Escrevo como quem produz imagens.
[...]
Como produzir imagens como quem escreve?

...

sometimes, tenho até dúvidas razoáveis se sei escrever,
e queria imagens mais escriturais.
e que às vezes, elas fossem tão transparentes que não dissessem nada.

o poder da imagem é o silêncio.


silence




14.6.10

sobre o estar.


ser estrangeiro não é questão de espaço,
é estado de espírito.

é ter os olhos longe do corpo,
a cabeça perambulando em nuvens.


10.6.10

bruno e os alfinetes


ele tinha uns alfinetes e escrevia na cabeça deles.
mas as frases eram enormes.

era tanto a dizer, nunca caberia ali.

e mesmo assim ele insistia.

fazia tudo bem pequenininho,
pra caber ali.

ele escrevia como se falasse baixinho.
mal dava pra ouvir,
mal dava pra ler.

e mesmo assim ele escrevia
e dava os auto-falantes pras pessoas enxergarem depois.
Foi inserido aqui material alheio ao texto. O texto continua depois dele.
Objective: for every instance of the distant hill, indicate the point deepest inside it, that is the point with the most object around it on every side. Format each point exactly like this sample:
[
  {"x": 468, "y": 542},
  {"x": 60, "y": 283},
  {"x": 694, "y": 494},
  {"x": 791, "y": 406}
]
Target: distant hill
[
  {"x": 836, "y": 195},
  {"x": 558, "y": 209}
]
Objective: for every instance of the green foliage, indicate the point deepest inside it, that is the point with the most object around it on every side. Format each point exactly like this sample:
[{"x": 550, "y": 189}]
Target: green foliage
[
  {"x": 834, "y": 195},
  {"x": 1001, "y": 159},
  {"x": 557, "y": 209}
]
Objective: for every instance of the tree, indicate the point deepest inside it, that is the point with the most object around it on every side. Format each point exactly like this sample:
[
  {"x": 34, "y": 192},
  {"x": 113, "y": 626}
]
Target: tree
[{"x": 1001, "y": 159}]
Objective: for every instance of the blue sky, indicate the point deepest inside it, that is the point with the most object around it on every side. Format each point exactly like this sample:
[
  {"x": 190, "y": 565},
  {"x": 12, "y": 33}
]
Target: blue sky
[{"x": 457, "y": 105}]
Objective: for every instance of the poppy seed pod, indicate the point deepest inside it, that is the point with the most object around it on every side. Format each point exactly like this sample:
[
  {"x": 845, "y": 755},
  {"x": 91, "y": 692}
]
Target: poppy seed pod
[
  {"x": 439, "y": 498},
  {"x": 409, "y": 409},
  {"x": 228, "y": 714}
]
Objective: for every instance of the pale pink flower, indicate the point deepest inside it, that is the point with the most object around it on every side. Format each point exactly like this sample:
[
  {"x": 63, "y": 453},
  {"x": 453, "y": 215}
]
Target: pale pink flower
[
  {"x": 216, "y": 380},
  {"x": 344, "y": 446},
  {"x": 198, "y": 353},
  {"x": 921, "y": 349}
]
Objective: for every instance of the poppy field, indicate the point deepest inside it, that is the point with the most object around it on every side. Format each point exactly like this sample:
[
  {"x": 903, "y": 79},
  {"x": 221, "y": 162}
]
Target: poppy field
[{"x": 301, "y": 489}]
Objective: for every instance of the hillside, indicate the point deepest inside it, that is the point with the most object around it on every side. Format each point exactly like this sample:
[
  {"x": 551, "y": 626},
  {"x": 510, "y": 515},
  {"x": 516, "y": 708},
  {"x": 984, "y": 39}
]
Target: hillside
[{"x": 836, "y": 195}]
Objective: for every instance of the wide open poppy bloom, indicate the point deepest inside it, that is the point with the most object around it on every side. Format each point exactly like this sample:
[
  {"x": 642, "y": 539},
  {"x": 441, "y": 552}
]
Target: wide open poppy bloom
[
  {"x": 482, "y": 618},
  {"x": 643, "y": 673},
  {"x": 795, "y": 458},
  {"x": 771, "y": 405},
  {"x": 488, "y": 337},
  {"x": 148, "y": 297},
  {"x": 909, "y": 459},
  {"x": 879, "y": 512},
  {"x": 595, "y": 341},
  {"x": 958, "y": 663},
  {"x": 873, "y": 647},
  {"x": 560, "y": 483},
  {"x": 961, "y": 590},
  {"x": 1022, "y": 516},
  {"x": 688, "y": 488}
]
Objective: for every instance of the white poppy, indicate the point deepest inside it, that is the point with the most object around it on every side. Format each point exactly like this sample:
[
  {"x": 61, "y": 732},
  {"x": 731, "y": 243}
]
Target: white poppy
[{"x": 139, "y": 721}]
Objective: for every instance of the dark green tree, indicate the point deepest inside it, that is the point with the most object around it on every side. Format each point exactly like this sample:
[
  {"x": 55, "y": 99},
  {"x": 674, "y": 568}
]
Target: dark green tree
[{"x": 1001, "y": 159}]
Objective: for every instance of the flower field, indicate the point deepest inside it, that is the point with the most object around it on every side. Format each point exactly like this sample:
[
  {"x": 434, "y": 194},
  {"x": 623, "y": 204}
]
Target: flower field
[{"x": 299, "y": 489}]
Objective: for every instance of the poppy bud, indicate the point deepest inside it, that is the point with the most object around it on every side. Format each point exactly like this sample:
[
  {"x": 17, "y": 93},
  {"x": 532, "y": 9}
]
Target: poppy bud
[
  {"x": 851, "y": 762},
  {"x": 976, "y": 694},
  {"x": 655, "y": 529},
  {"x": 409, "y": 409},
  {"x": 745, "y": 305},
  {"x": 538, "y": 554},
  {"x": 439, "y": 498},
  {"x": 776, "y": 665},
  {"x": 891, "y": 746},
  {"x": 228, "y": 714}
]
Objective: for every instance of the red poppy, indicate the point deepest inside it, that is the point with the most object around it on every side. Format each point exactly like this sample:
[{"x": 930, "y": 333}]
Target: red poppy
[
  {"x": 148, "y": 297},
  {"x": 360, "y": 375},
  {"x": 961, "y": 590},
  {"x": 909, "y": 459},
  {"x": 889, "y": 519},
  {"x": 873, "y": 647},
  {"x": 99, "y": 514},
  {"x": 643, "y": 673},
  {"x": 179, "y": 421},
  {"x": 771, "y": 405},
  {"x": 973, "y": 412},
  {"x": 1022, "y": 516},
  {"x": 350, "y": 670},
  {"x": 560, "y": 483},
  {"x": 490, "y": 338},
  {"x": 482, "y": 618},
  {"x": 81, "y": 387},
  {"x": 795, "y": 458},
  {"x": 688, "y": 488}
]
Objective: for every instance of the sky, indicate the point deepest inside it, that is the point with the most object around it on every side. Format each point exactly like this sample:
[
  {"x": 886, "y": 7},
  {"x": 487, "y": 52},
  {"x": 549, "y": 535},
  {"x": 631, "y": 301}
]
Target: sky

aí elas iam escutando quase cegas.

e os alfinetes viravam pregos enormes,
pregando palavras na cabeça das pessoas.

...

e elas nunca esqueciam,
porque podiam pregar as palavras pregadas no peito.
[segurando a camisa no casaco].
e ouvindo baixinho o que elas não queriam esquecer.


6.6.10

sobre a escultura do pensamento


"ESCULTURA SOCIAL

Meus objetos são para serem vistos como estimulantes para a transformação da ideia de escultura... ou da arte em geral. Eles devem provocar pensamentos sobre o que a escultura pode ser e como o conceito de esculpir pode ser estendido para materiais invisíveis usados por todos
- PENSANDO FORMAS - como nós moldamos os nossos pensamentos ou
- FORMAS FALADAS - como damos forma a nossos pensamentos e palavras ou
- ESCULTURA SOCIAL - como nós moldamos e damos forma ao mundo em que vivemos:
ESCULTURA COMO TODO UM PROCESSO EVOLUCIONARIO; TODO HOMEM E UM ARTISTA."

Joseph Beuys*

* bem, certamente isto deve ter sido foi tirtado de algum livro, mas..
a referência que posso oferecer é a exposição:
Horizonte Expandido, em cartaz no Santander Cultural, Porto Alegre/RS
na presente data.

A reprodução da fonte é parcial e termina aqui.